We thank all the reviewers for their thoughtful
comments and feedback.
In the review by Assigned_Reviewer_6, there
appears to be a misunderstanding about the main result; perhaps we can
clarify. Differential privacy requires that given two adjacent databases D
and D', the *probabilities* that a private algorithm produces the same
output on D and D' is close. This does not automatically imply the kind of
stability that we require in the training procedure, namely, that for all
random values taken by the randomization procedure, the *outputs
themselves* are close, *conditioned on the _same_ value of the
randomization*.
In particular, we can design an explicit example
using the exponential mechanism of McSherry and Talwar, where (our notion
of) stability is **not** a byproduct of differential privacy. However,
our notion of stability is indeed a byproduct of **certain classes** of
differentially private algorithms, such as those used in regularized LR
and histogram construction. We feel that further work is needed to
characterize when stability is a byproduct of differential privacy.
Our key contribution in this paper is to formalize this stability
requirement, and show that it allows better validation by efficient use of
the privacy budget. We will add the example mentioned above, and make sure
to clarify this point better in the final version.
In the
experimental results, the measured AUCs were not strongly dependent on
the choice of the regularizer value. This was particularly evident in
the "Adult" data, where a random choice of value performed equally
well as the nonprivate control. Also, the AUC scores for the control
and random improved little for values of alpha > 0.5 in both
datasets, suggesting that the logistic regression models were
performing close to optimal with respect to discrimination as measured
by AUC.
In addition to AUC, we also computed the mean squared
error for the experiments. The mean squared error is often used as a
measure of probabilistic model calibration and can be decomposed into
two terms: reliability (a calibration term), and refinement (a
discrimination measure) which is related to the AUC. Our method
outperformed all other differentially private methods when considering the
mean squared error.

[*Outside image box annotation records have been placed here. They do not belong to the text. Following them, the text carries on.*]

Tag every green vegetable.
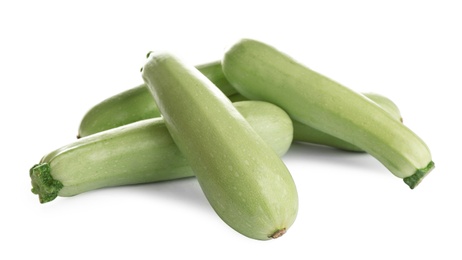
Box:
[233,93,403,152]
[222,39,434,188]
[30,101,293,203]
[77,61,236,138]
[142,53,298,240]
[79,70,401,152]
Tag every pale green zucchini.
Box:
[142,52,298,240]
[77,61,237,138]
[222,39,434,188]
[30,101,293,203]
[233,93,403,152]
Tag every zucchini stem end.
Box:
[29,163,63,203]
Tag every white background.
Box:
[0,0,462,259]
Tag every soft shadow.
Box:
[132,177,211,210]
[283,142,386,174]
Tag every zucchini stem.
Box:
[403,161,435,189]
[29,163,63,203]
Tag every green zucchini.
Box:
[222,39,434,189]
[233,93,403,152]
[142,52,298,240]
[77,61,237,138]
[30,101,293,203]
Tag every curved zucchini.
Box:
[222,39,434,188]
[30,101,293,203]
[228,93,403,152]
[142,52,298,240]
[77,61,236,138]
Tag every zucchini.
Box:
[233,93,403,152]
[77,61,236,138]
[142,52,298,240]
[222,39,434,189]
[30,101,293,203]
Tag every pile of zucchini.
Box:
[30,39,434,240]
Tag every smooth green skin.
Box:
[222,39,434,188]
[233,93,403,152]
[31,101,293,203]
[77,61,236,138]
[142,52,298,240]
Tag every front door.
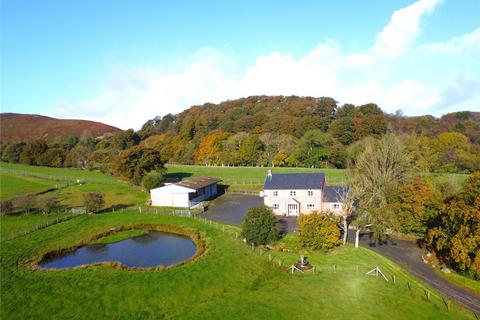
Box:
[288,204,298,216]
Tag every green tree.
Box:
[348,134,415,242]
[427,172,480,279]
[242,206,279,245]
[297,212,340,250]
[111,146,165,185]
[272,149,288,167]
[83,192,105,213]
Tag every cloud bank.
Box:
[51,0,480,129]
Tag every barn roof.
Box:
[263,172,325,190]
[175,177,222,190]
[323,186,348,202]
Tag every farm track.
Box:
[349,233,480,315]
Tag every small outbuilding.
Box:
[150,177,221,208]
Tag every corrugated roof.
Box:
[263,172,325,190]
[175,177,222,190]
[323,186,348,202]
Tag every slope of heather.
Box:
[0,113,121,141]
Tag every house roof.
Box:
[175,177,222,190]
[323,186,348,202]
[263,172,325,190]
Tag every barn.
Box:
[150,177,221,208]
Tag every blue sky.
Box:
[0,0,480,129]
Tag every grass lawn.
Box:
[436,269,480,296]
[0,212,76,241]
[0,171,56,200]
[0,162,148,208]
[0,212,474,319]
[167,164,345,191]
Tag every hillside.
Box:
[139,96,480,144]
[138,96,480,172]
[0,113,121,141]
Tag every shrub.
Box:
[242,206,279,245]
[83,192,105,213]
[298,212,340,250]
[142,171,163,191]
[0,200,13,214]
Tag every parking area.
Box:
[205,193,297,232]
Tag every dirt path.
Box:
[349,233,480,315]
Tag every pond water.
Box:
[39,231,197,269]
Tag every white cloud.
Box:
[424,27,480,57]
[372,0,441,58]
[52,0,480,129]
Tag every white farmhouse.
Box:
[150,177,221,208]
[260,170,348,216]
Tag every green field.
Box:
[0,212,72,241]
[0,212,474,319]
[436,269,480,296]
[0,171,56,200]
[0,162,148,209]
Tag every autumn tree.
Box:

We present this result in the text and show a plot in
the supplement.
In summary, the experimental results suggest that
our method outperformed the differentially private alternatives, but since
there was little room for improvement in discrimination, this was only
evident in model calibration and shown in the mean squared error.
We will replace the Figure 1 (b) by the mean squared error plot
currently found in Figure 2 in the supplement, and move Figure 1 (b)
to the supplement.